Bug description:
When trying to run a pdf through a Prodigy PDF module (eg. pdf.layout.fetch) the system will start processing the pdf, but ultimately error out with the below.
Through online research, several users have received similar errors (outside of Prodigy use) with a common solution being to downgrade transformers==4.38.2
However, doing this leads to a dependency conflict as docling-ibm-models 3.1.0 requires transformers<5.0.0,>=4.42.0.
Reproduction steps:
Clean install of prodigy 1.17.3 and prodigy pdf and running a pdf through it.
Environment variables:
Version 1.17.3
License Type Prodigy Personal
Location D:\Programs\anaconda3\envs\env311_nlp\Lib\site-packages\prodigy
Prodigy Home C:\Users\sinad\.prodigy
Platform Windows-10-10.0.19045-SP0
Python Version 3.11.11
spaCy Version 3.7.5
Database Name SQLite
Database Id sqlite
Total Datasets 3
Total Sessions 25
The issue actually comes from a potential resource conflict between pypdfium2 and docling when they try to access the same PDF file
It can be fixed by explicitly closing the PDF file once it's not used anymore by pypdfium2.

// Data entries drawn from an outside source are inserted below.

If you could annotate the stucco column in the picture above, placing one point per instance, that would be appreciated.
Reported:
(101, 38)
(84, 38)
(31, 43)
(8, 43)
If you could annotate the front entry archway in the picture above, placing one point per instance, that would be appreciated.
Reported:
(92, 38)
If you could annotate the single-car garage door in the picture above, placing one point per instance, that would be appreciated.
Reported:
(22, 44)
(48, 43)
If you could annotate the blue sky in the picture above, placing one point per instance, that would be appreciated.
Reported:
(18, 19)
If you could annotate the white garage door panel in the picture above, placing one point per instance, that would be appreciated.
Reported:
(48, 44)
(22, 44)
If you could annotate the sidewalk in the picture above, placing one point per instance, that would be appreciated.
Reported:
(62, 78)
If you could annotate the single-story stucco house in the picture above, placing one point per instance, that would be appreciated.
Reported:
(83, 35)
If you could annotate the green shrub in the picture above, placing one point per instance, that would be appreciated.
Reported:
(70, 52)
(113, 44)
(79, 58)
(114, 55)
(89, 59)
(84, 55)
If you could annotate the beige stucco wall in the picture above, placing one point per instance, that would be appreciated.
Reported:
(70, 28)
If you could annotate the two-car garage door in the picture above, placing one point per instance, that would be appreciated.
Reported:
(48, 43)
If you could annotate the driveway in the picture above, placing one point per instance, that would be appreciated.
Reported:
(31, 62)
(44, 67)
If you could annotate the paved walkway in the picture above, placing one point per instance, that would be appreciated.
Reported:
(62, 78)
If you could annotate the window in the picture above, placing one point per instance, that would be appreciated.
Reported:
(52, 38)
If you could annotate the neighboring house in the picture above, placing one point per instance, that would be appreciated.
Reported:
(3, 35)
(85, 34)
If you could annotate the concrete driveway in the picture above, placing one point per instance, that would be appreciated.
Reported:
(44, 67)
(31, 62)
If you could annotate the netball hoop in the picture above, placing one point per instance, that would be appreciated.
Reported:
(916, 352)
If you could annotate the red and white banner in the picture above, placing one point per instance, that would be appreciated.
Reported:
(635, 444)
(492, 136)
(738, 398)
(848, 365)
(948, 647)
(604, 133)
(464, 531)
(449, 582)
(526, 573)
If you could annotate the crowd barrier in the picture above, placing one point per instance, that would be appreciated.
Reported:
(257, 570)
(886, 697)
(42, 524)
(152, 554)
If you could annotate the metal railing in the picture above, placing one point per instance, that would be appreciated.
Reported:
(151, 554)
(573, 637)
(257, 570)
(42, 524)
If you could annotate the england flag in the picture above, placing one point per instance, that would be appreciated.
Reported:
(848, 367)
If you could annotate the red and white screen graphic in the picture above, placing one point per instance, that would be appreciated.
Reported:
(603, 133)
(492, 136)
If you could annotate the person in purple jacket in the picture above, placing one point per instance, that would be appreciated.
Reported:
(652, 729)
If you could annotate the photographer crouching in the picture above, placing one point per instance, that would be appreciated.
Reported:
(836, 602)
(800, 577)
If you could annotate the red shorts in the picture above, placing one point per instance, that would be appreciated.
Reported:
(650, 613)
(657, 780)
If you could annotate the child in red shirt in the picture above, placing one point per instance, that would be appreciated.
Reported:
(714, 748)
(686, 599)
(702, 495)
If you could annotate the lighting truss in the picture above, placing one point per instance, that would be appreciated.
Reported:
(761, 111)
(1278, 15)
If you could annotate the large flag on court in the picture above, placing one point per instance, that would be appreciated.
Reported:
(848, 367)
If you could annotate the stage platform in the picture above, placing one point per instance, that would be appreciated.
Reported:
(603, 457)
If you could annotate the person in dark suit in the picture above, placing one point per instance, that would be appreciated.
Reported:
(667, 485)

Could you check if version 0.4.1 of the plugin solves this issue?
Also a heads-up that while working on this issue I found a small bug in spacy-layout where the document layout pagination and span layout pagination might be mismatched. You also might watch for an update from spacy-layout( PR)
Unfortunately, after updating to version 0.4.1 the issue (KeyError: 1) still remains. Additionally, I am testing on documents greater than 1 page to account for the separate potential spacy-layout issue.
Thanks for the quick feedback!
The Cannot close object, library is destroyed message is not showing up anymore, right?
The Key Error is related to the spacy-layout issue. If there are layout spans on pg 1 of the PDF, they will cause the KeyError as pg 1 won't exist on the document layout.
I'll let you know as soon as the patch to spacy-layout is released. Sorry about that!
Thanks for the update! Happy to report that we have already patched spacy-layout.
You should be able upgrade to v0.0.11 in place to get the fix.
In the meantime, we have also fixed one more outstanding issue in prodigy-pdf plugin, so it's recommended to upgrade this as well to v0.4.2. Thanks again for the report!